Why am I so excited about this finding? Well because it shows that perception of time is an embodied experience. It might be constructed in the brain, but it is molded by the body. And I'm sure it seems intuitive, you know, that something rhythmic, like the heartbeat, would influence something rhythmic like time perception. But now we have a scientific evidence for that intuition. What's more, I can use these heart-driven time distortions to look at what is happening in the brain just before duration is distorted by each beat.
Could it be that distortions in time are connected to how each heartbeat affects the sensory and the movement centers of the brain? Remember how I told you that each beat momentarily suppressed perception, but between the beats, suppression was momentarily increased? So could it be ... And we showed that time is contracted during the beat, but expanded in between the beats. So could it be that our experience of time arises from the way in which our brain takes in sensory information that is shaped by the heart? And if that is true, could the function of our highly distorted sense of time be to shift us between an active and perceptual mode? Time could contract when we need to move, but it may expand when we want to perceive. So maybe that slowing of time you feel when you're bored is there to actually expand your perception and allow your mind to wander to something new.

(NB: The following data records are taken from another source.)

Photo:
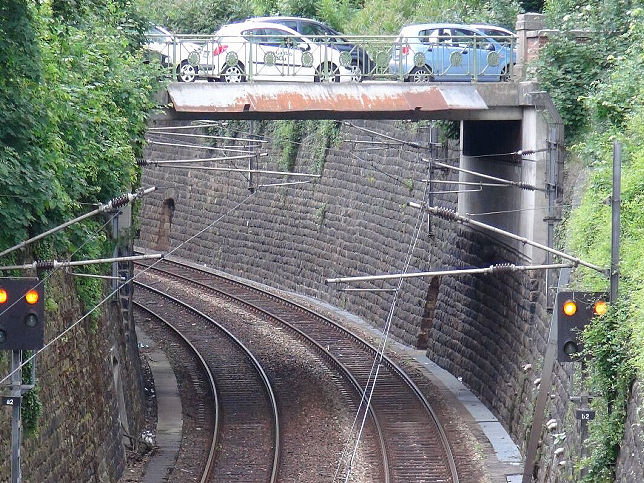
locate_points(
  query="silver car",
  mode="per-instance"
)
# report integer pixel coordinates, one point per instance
(248, 51)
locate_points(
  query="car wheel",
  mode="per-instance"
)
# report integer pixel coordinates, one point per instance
(186, 72)
(233, 74)
(420, 74)
(356, 73)
(506, 74)
(327, 73)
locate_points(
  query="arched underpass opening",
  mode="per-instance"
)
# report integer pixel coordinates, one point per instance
(165, 225)
(428, 314)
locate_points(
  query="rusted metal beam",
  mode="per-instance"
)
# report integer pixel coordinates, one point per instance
(283, 100)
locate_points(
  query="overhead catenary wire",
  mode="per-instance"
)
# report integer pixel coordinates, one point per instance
(518, 184)
(112, 204)
(246, 170)
(375, 368)
(209, 136)
(234, 149)
(491, 270)
(451, 215)
(109, 296)
(47, 264)
(157, 162)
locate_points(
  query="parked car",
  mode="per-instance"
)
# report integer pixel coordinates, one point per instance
(267, 51)
(182, 56)
(500, 34)
(361, 64)
(449, 52)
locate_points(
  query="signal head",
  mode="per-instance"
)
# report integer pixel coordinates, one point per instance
(32, 297)
(600, 308)
(570, 307)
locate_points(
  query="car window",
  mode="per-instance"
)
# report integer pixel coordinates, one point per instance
(292, 24)
(428, 36)
(253, 35)
(313, 29)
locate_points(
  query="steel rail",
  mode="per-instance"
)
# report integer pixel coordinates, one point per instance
(324, 353)
(392, 365)
(207, 473)
(254, 361)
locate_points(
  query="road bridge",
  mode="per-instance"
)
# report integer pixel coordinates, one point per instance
(509, 130)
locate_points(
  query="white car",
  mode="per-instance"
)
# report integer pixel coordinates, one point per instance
(249, 51)
(182, 55)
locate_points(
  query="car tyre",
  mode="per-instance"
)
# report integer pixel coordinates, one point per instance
(327, 73)
(421, 74)
(506, 74)
(356, 73)
(233, 74)
(186, 72)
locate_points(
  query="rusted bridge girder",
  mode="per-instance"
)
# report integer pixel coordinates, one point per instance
(367, 100)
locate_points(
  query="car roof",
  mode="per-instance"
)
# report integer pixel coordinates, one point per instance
(282, 17)
(425, 26)
(492, 27)
(238, 27)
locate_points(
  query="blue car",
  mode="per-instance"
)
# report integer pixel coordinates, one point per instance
(450, 52)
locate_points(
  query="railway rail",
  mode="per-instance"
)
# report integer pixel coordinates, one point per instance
(246, 420)
(403, 429)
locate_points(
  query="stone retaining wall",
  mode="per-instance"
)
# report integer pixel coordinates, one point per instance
(355, 221)
(80, 427)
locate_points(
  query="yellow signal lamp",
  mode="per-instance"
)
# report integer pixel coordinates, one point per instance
(600, 308)
(32, 297)
(570, 308)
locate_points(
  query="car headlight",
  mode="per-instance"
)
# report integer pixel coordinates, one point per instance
(193, 58)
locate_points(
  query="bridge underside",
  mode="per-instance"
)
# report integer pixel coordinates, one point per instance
(367, 100)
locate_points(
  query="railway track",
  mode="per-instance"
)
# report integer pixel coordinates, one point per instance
(402, 432)
(246, 420)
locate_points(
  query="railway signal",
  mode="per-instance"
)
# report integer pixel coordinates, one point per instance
(576, 310)
(22, 314)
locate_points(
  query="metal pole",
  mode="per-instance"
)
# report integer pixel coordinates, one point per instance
(616, 209)
(16, 423)
(115, 254)
(544, 387)
(251, 167)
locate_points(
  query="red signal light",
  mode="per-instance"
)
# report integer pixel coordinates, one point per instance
(220, 49)
(600, 307)
(570, 308)
(32, 297)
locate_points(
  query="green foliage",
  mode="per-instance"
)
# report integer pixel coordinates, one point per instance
(197, 16)
(615, 343)
(286, 137)
(325, 133)
(73, 106)
(567, 69)
(31, 407)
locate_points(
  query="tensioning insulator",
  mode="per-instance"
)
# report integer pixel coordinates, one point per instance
(44, 264)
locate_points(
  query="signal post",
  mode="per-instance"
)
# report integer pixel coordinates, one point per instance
(22, 327)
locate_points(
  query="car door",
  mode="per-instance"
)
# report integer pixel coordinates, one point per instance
(482, 59)
(263, 53)
(453, 55)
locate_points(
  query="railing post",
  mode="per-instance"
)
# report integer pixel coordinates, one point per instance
(531, 35)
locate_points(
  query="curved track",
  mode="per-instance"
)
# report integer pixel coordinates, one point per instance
(415, 444)
(247, 419)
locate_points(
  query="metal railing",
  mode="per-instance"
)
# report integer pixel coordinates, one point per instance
(338, 59)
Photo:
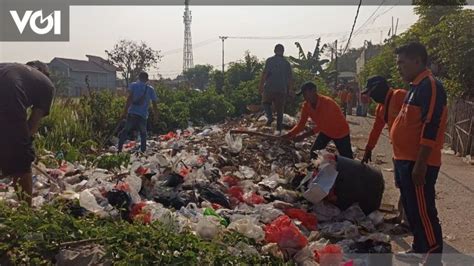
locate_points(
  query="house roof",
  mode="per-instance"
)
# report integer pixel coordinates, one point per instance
(81, 65)
(102, 62)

I hope I've shown you that one way to shape how we experience time is to work on the internal state of our body. So the next time time becomes a little bit too fleeting, like right now for me --
(Laughter)
Let’s maybe try to take a deep breath.
(Inhales)
(Exhales)
Yeah? Feel the heart slow down, and let the brain expand the moment. And maybe that momentary expansion of time will also broaden our perception.
Thank you very much for listening. Thank you.